Published by Saga Press on February 13th 2018
Admittedly, I’m not so big a fan of Jane Austen or Austen-inspired fiction that I would normally pick up any book with a title that begins with “Pride and…”, but there was just something irresistible about John Kessel’s novel that called to me. Of course, the added element of Mary Shelley’s Frankenstein didn’t hurt. Still, although it may draw inspiration from one of two of the most beloved novels of classic literature, it would be a disservice to simply label Pride and Prometheus as just your average literary mashup. Not only has the author succeeded in capturing the tone, spirit, and style of these two works, he’s managed to create a perfect fusion of its deeper themes as well.
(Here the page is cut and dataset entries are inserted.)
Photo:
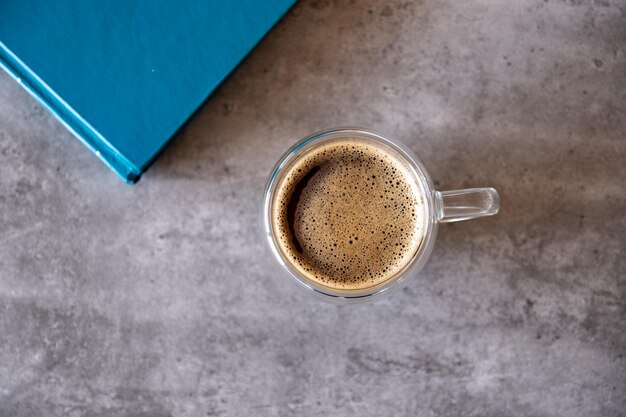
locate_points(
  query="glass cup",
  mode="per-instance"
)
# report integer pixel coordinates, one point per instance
(441, 207)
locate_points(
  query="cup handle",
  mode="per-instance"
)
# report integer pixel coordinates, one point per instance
(471, 203)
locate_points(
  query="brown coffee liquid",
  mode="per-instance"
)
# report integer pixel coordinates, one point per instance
(349, 214)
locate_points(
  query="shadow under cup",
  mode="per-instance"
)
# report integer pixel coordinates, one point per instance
(437, 207)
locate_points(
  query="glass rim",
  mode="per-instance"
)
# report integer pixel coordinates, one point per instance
(408, 271)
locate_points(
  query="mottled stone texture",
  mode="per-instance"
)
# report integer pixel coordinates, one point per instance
(159, 299)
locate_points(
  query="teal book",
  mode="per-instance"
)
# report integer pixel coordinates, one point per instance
(125, 75)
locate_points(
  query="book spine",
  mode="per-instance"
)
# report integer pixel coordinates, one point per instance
(67, 116)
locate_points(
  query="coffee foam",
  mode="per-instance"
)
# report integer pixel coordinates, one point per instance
(349, 214)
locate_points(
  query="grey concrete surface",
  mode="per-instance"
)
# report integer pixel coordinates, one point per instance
(159, 299)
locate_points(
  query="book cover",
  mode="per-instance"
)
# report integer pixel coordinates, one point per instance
(125, 75)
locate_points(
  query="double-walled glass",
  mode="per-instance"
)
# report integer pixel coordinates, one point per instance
(440, 206)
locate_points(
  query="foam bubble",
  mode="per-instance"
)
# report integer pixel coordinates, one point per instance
(348, 214)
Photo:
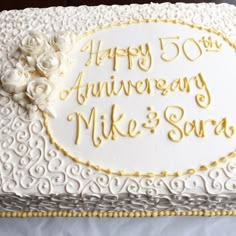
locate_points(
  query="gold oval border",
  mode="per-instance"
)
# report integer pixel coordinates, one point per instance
(162, 173)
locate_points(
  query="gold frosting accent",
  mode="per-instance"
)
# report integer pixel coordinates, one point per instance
(148, 86)
(221, 127)
(99, 54)
(114, 214)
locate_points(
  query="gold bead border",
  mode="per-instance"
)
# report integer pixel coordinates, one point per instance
(29, 214)
(164, 173)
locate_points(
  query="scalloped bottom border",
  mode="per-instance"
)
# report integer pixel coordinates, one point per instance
(23, 214)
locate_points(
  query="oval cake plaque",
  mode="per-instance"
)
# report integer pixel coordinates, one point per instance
(148, 97)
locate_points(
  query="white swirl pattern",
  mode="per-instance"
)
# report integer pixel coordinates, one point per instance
(30, 165)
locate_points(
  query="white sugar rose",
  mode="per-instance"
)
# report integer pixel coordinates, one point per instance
(63, 41)
(39, 90)
(34, 44)
(14, 81)
(49, 63)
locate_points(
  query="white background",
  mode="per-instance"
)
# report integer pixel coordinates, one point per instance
(172, 225)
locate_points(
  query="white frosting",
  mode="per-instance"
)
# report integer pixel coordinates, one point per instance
(29, 164)
(150, 152)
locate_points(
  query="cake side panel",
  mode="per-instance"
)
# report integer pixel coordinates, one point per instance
(30, 165)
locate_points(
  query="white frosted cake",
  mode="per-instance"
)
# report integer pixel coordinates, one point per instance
(118, 110)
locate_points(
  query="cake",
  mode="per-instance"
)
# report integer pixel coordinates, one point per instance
(118, 110)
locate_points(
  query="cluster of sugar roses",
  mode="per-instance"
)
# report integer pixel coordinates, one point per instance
(41, 60)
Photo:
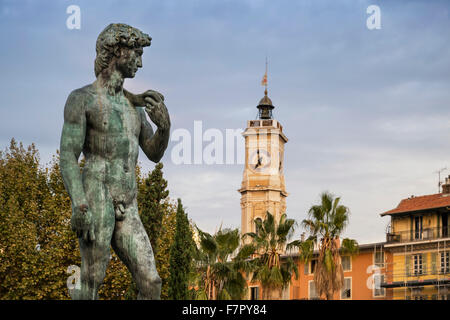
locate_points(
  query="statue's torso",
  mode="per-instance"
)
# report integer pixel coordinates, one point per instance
(111, 144)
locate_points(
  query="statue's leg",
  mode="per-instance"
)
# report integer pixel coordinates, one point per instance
(95, 255)
(132, 245)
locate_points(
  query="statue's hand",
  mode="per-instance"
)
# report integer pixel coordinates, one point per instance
(82, 222)
(156, 109)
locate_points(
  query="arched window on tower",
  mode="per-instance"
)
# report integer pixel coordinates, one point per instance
(258, 222)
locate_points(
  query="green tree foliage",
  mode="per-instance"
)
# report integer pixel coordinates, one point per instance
(37, 244)
(152, 196)
(220, 265)
(164, 244)
(326, 222)
(269, 243)
(181, 257)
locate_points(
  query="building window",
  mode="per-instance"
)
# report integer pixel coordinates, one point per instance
(346, 263)
(346, 291)
(379, 259)
(254, 293)
(310, 267)
(378, 291)
(312, 292)
(445, 257)
(418, 223)
(258, 221)
(418, 266)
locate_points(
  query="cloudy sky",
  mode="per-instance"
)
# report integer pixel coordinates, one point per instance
(367, 112)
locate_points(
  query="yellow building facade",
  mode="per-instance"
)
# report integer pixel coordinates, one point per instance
(418, 239)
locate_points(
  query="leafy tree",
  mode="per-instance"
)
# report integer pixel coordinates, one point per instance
(164, 243)
(152, 196)
(36, 244)
(153, 203)
(325, 223)
(181, 254)
(219, 267)
(269, 243)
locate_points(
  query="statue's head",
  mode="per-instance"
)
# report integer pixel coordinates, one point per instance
(122, 45)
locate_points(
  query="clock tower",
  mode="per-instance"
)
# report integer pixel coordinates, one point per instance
(263, 188)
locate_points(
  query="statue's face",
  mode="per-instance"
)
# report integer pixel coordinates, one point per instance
(130, 61)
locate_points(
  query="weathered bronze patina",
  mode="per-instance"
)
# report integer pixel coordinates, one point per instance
(108, 124)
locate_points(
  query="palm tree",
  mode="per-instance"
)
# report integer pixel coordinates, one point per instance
(220, 265)
(269, 242)
(325, 223)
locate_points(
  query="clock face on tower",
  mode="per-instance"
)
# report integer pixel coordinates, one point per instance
(259, 160)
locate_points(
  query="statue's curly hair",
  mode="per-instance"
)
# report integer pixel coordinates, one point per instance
(117, 34)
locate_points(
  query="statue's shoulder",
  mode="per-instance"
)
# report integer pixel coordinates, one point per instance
(79, 97)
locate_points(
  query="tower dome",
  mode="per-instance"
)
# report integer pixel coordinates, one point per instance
(265, 107)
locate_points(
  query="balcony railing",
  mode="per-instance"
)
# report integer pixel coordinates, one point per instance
(418, 235)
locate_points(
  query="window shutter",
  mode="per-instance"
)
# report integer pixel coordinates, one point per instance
(407, 265)
(424, 263)
(433, 263)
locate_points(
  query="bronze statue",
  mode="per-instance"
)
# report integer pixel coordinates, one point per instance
(108, 124)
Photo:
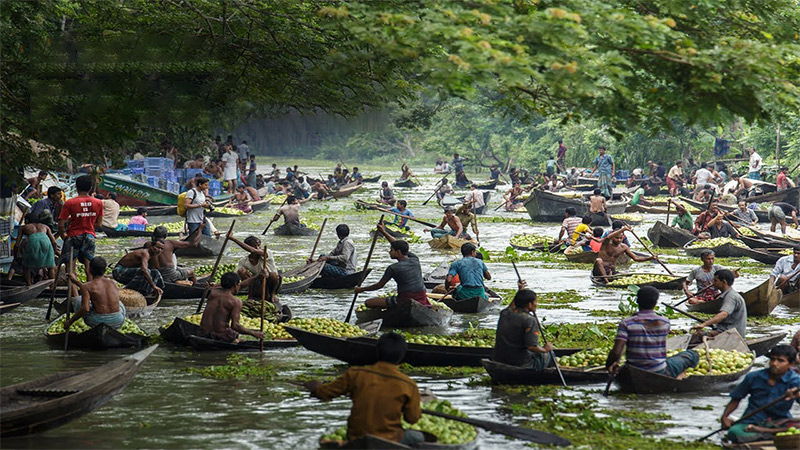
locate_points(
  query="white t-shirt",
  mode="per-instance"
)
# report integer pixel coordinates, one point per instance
(703, 176)
(755, 162)
(231, 160)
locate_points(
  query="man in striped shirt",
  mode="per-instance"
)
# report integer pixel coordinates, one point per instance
(643, 336)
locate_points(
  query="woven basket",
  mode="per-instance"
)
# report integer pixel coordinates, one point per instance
(132, 299)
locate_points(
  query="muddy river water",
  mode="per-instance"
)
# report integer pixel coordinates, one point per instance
(167, 407)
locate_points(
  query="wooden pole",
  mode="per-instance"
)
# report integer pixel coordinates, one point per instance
(214, 270)
(366, 266)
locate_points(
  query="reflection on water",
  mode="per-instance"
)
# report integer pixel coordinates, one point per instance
(166, 407)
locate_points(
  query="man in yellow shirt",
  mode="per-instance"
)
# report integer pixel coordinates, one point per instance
(381, 395)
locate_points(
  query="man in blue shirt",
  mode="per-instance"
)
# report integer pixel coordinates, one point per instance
(764, 386)
(471, 271)
(401, 209)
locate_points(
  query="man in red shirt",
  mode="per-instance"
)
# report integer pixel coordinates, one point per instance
(77, 221)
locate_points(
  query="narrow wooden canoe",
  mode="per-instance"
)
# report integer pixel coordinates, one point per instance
(21, 294)
(663, 235)
(792, 300)
(205, 344)
(408, 315)
(309, 273)
(345, 282)
(760, 301)
(722, 251)
(638, 381)
(293, 230)
(674, 284)
(409, 183)
(53, 400)
(101, 337)
(513, 375)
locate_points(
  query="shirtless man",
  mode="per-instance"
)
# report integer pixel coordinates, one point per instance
(134, 272)
(164, 262)
(221, 316)
(99, 301)
(597, 203)
(450, 219)
(610, 250)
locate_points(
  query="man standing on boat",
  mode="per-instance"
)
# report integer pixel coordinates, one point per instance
(99, 302)
(406, 272)
(221, 317)
(732, 312)
(605, 167)
(381, 395)
(342, 260)
(765, 386)
(517, 336)
(471, 272)
(786, 274)
(643, 337)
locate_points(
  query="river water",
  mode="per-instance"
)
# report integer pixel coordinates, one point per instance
(165, 406)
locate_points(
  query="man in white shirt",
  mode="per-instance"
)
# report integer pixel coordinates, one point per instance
(230, 160)
(755, 165)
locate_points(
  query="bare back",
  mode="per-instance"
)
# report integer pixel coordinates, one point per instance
(104, 295)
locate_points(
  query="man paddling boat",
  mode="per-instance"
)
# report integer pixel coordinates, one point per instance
(221, 317)
(610, 251)
(471, 272)
(764, 386)
(381, 395)
(517, 337)
(643, 337)
(99, 302)
(406, 272)
(164, 262)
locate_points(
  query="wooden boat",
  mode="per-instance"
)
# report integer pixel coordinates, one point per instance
(20, 294)
(722, 251)
(205, 344)
(638, 381)
(663, 235)
(448, 242)
(112, 233)
(543, 206)
(408, 315)
(153, 211)
(489, 185)
(513, 375)
(101, 337)
(294, 230)
(408, 182)
(309, 273)
(346, 190)
(792, 299)
(760, 301)
(54, 400)
(345, 282)
(208, 246)
(674, 284)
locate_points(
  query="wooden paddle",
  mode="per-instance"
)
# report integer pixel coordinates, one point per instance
(273, 218)
(651, 252)
(746, 416)
(541, 330)
(319, 235)
(214, 270)
(264, 295)
(441, 184)
(526, 434)
(427, 224)
(366, 266)
(70, 271)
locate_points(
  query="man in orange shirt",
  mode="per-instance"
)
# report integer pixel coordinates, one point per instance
(381, 395)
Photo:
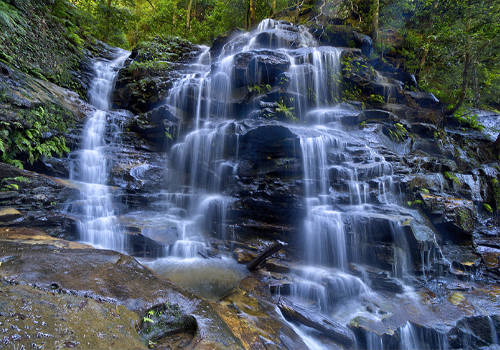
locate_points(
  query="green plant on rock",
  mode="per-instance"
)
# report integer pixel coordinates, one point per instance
(488, 207)
(453, 178)
(377, 98)
(287, 111)
(469, 119)
(259, 89)
(399, 133)
(32, 136)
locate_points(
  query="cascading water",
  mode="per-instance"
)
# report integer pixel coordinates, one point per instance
(98, 225)
(350, 216)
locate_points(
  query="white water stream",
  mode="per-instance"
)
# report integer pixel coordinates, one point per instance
(98, 225)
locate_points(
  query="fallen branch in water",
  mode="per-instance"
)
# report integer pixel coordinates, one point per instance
(266, 254)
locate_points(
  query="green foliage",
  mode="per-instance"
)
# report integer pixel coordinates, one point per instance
(415, 202)
(377, 98)
(399, 134)
(435, 38)
(488, 207)
(453, 178)
(259, 89)
(13, 183)
(469, 119)
(31, 137)
(286, 111)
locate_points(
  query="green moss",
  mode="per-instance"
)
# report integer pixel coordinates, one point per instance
(34, 133)
(453, 178)
(46, 42)
(488, 207)
(164, 319)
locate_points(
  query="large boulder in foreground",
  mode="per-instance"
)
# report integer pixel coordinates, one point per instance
(92, 284)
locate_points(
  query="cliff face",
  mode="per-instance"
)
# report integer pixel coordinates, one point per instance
(416, 198)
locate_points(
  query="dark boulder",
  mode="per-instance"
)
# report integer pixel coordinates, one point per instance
(344, 36)
(326, 325)
(454, 215)
(389, 70)
(259, 67)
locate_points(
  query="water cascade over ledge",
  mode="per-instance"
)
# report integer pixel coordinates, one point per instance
(98, 223)
(267, 147)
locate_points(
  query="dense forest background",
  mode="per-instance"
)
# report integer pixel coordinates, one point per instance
(451, 46)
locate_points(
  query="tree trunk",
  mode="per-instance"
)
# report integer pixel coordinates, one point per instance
(108, 22)
(174, 16)
(326, 325)
(427, 42)
(375, 15)
(266, 254)
(467, 63)
(188, 18)
(252, 14)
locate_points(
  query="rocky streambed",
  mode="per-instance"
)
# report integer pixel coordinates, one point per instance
(408, 202)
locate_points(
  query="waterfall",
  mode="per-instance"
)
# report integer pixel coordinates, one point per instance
(98, 225)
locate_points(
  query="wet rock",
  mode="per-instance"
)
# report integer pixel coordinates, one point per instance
(326, 325)
(9, 214)
(377, 116)
(378, 279)
(35, 318)
(244, 256)
(424, 99)
(249, 67)
(251, 314)
(343, 36)
(389, 69)
(451, 214)
(113, 278)
(219, 42)
(475, 332)
(159, 126)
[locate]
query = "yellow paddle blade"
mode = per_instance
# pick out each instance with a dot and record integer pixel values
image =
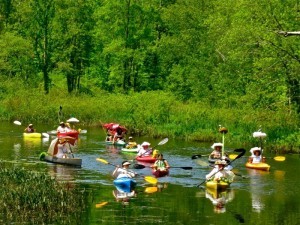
(150, 190)
(279, 158)
(151, 180)
(232, 156)
(102, 160)
(99, 205)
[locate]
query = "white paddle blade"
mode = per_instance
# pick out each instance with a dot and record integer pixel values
(17, 122)
(45, 135)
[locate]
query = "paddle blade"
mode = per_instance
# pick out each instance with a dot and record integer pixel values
(186, 167)
(196, 156)
(99, 205)
(45, 135)
(279, 158)
(201, 162)
(150, 190)
(151, 180)
(17, 122)
(138, 166)
(164, 141)
(102, 160)
(232, 156)
(241, 154)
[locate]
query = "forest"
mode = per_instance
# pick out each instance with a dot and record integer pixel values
(162, 67)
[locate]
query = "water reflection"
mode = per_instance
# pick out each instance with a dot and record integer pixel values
(256, 182)
(219, 198)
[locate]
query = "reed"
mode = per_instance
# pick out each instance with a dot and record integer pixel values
(38, 198)
(156, 113)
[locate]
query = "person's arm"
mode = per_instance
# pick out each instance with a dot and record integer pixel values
(166, 164)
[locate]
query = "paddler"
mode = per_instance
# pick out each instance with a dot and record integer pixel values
(160, 164)
(220, 173)
(124, 171)
(29, 129)
(145, 150)
(256, 156)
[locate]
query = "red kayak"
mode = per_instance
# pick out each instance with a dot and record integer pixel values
(148, 159)
(160, 173)
(73, 133)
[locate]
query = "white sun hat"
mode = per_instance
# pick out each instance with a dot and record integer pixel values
(216, 144)
(252, 150)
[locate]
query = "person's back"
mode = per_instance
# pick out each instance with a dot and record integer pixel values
(29, 129)
(144, 150)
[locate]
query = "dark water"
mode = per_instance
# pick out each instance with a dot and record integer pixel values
(255, 197)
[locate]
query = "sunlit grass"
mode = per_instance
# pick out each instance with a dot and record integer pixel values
(37, 198)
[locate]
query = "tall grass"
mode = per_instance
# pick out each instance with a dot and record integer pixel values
(37, 199)
(157, 114)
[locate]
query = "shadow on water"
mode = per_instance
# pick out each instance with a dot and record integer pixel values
(265, 198)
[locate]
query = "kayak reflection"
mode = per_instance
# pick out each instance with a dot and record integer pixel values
(219, 198)
(123, 197)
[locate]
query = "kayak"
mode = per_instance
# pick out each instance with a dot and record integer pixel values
(217, 185)
(32, 135)
(148, 159)
(66, 161)
(160, 173)
(73, 134)
(258, 166)
(118, 143)
(125, 184)
(130, 150)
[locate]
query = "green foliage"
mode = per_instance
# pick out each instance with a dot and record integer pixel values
(38, 198)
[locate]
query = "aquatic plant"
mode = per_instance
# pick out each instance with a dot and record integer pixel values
(36, 198)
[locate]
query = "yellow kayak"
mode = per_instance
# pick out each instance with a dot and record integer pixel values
(32, 135)
(217, 185)
(258, 166)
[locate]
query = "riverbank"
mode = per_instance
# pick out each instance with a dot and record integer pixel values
(157, 114)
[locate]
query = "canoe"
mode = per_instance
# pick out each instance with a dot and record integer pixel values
(130, 150)
(125, 184)
(160, 173)
(258, 166)
(118, 143)
(66, 161)
(217, 185)
(148, 159)
(32, 135)
(73, 134)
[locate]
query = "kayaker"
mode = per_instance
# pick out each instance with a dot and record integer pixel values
(160, 164)
(219, 173)
(145, 150)
(256, 156)
(61, 128)
(63, 149)
(131, 143)
(119, 135)
(29, 129)
(217, 151)
(124, 171)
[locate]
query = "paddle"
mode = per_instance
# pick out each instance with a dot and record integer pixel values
(149, 179)
(140, 166)
(198, 156)
(16, 122)
(239, 156)
(276, 158)
(223, 131)
(162, 142)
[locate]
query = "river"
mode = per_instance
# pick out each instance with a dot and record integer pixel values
(255, 197)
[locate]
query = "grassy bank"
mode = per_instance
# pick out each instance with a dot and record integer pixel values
(157, 114)
(37, 199)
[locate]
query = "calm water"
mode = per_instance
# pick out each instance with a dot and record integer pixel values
(255, 197)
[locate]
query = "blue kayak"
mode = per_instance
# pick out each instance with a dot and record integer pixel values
(125, 184)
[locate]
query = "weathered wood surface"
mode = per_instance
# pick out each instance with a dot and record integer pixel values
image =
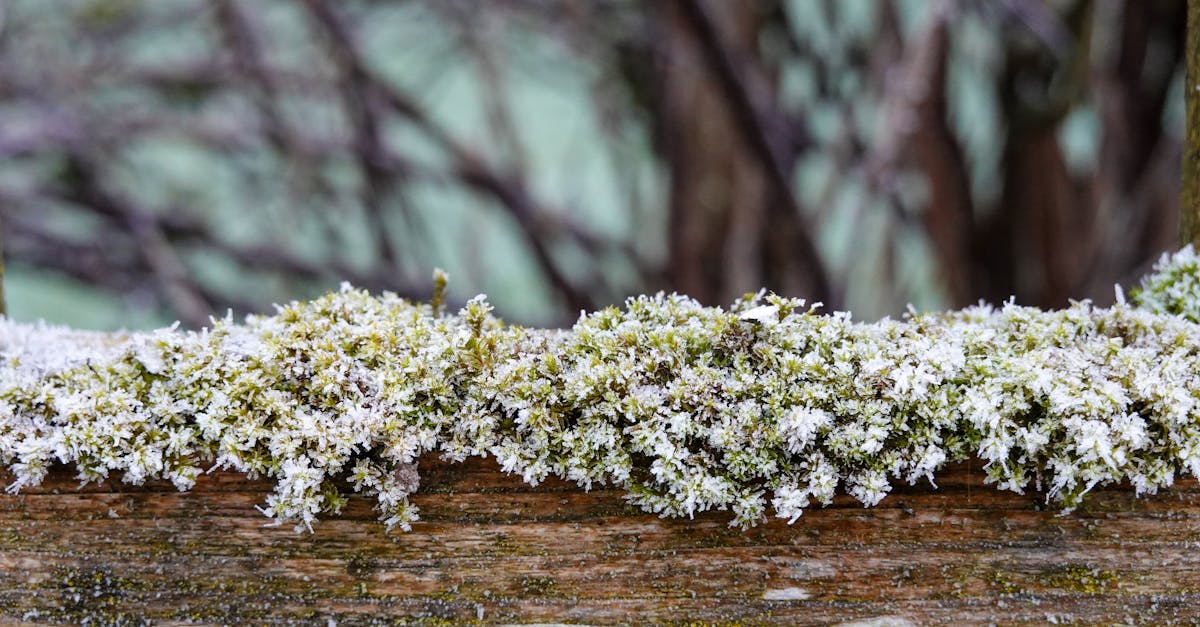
(493, 550)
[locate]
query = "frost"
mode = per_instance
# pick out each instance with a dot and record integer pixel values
(688, 408)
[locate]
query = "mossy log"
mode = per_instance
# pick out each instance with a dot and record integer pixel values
(490, 549)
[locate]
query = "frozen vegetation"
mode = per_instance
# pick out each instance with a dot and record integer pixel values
(766, 407)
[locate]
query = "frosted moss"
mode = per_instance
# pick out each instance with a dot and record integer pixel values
(768, 406)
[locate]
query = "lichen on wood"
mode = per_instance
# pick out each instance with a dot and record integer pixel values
(767, 406)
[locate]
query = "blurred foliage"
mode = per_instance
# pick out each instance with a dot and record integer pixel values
(172, 157)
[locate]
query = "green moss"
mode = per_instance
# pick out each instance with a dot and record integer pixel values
(538, 586)
(767, 406)
(1080, 578)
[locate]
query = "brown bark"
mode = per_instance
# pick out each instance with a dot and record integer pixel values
(1189, 227)
(492, 549)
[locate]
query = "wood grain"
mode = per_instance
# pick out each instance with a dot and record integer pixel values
(490, 549)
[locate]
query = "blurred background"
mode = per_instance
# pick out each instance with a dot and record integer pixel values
(167, 159)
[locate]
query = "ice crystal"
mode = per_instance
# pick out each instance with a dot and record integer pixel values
(685, 407)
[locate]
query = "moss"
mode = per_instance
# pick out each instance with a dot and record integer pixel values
(767, 406)
(1083, 579)
(537, 586)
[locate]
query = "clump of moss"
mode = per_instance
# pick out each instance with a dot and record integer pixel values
(687, 407)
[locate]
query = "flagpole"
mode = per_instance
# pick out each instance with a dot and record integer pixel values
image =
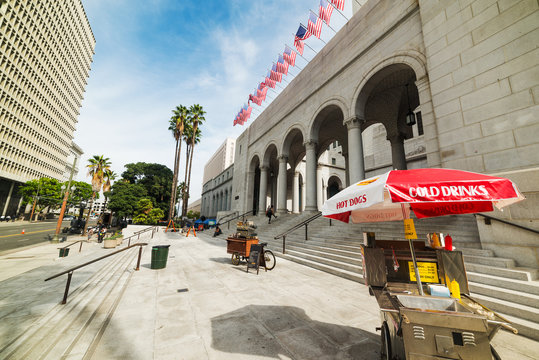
(323, 21)
(297, 53)
(347, 19)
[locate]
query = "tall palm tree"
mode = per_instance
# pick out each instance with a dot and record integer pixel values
(108, 177)
(97, 168)
(196, 113)
(176, 125)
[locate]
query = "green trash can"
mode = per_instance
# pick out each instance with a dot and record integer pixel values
(159, 256)
(64, 252)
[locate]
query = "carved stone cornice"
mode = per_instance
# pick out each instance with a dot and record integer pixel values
(353, 122)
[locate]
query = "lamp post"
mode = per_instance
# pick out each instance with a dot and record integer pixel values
(66, 188)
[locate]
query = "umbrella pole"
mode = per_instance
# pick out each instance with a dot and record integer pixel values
(418, 279)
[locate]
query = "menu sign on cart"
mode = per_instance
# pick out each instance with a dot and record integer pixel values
(428, 272)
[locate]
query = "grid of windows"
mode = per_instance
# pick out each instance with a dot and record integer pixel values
(46, 49)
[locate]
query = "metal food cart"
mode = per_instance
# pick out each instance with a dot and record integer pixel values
(415, 326)
(239, 244)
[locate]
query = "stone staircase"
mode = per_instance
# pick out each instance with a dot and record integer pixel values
(42, 328)
(497, 283)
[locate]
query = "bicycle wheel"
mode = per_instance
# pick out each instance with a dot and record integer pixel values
(235, 259)
(270, 259)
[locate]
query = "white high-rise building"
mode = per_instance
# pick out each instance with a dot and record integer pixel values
(46, 49)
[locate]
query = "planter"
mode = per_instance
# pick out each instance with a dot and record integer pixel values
(109, 244)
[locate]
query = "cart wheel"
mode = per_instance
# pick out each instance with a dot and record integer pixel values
(385, 350)
(495, 355)
(270, 259)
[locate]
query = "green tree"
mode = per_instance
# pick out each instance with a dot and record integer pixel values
(176, 125)
(196, 117)
(156, 179)
(146, 214)
(45, 192)
(97, 169)
(124, 197)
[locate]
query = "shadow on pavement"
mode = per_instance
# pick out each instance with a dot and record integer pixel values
(272, 331)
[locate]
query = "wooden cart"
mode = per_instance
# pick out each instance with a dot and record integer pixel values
(239, 248)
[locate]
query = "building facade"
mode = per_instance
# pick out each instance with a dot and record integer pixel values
(221, 159)
(217, 194)
(46, 49)
(467, 69)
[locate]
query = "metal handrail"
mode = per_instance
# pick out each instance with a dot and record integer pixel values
(80, 248)
(234, 218)
(509, 223)
(297, 226)
(69, 272)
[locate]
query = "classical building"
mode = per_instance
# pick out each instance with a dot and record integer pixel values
(217, 194)
(468, 70)
(46, 49)
(221, 159)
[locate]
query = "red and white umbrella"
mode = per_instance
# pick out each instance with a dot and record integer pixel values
(428, 192)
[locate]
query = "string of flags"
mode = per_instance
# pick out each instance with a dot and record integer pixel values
(288, 57)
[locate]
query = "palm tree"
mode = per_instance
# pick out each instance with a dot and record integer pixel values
(97, 168)
(196, 113)
(108, 177)
(176, 125)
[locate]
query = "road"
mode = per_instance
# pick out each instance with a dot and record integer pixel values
(11, 236)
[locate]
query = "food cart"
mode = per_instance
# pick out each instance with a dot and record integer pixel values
(239, 243)
(437, 324)
(425, 307)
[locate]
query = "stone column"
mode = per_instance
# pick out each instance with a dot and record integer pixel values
(430, 128)
(397, 151)
(355, 150)
(310, 176)
(281, 185)
(295, 194)
(263, 191)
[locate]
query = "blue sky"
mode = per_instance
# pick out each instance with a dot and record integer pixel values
(152, 55)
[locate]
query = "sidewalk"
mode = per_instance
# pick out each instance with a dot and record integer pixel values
(202, 307)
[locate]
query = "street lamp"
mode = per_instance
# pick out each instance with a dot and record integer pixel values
(62, 211)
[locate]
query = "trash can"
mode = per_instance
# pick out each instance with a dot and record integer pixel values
(64, 252)
(159, 256)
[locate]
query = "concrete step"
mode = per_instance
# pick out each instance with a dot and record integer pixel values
(506, 307)
(525, 286)
(498, 292)
(516, 273)
(354, 276)
(323, 261)
(525, 328)
(56, 334)
(326, 255)
(491, 261)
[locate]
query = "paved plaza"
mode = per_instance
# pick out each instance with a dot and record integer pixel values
(202, 307)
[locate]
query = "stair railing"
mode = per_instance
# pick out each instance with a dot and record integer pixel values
(237, 217)
(73, 243)
(489, 218)
(70, 271)
(297, 226)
Expanding upon Kessel’s 2008 Nebula Award winning novelette of the same name, the story begins with the chance meeting between an English high society woman and a young scientist from Switzerland. Mary Bennet, one of the sisters of Elizabeth Bennet of Pride and Prejudice, is persuaded to attend a ball by her mother, who is desperate to find marriage prospects for her two remaining unwed daughters. It is there that Mary first encounters the quiet and pensive Victor Frankenstein, who is in town with his friend Henry Clerval. Drawn to his intelligence and his shared love of the sciences and natural philosophy, Mary immediately strikes up a rapport with Frankenstein, but is disappointed when the scientist ends up standing her up for a dance, having slipped out of the party earlier without letting anyone know.
The reason for Victor Frankenstein’s reticence and hasty departure is soon made apparent with the introduction of the Creature, a monster whom the scientist had brought to life and then cast out, appalled by what he had done. But now the Creature stalks him, driven by Victor’s promise that he would fashion a bride for him. He has followed his maker to England, growing impatient. Victor knows that until he has delivered on his promise, any new relationship would be impossible because no one around him would be safe.
The first thing that jumped out at me was the writing. Kessel’s writing is absolutely gorgeous, emulating the style and manner of the original novels that inspired this tale, both of which were written in the early 19th century. As such, the language might take some getting used to, but gradually the story will ease you into the rhythm of the alternating viewpoints between Mary Bennet, Victor Frankenstein, and the Creature (who has dubbed himself Adam). I was also surprised to find that not only were the elements from both Regency Romance and Gothic Horror represented equally, they were blended perfectly. Granted, I was initially skeptical of the novel’s premise and the ambitious idea of throwing these two disparate genres together, but John Kessel managed to knock it out of the park.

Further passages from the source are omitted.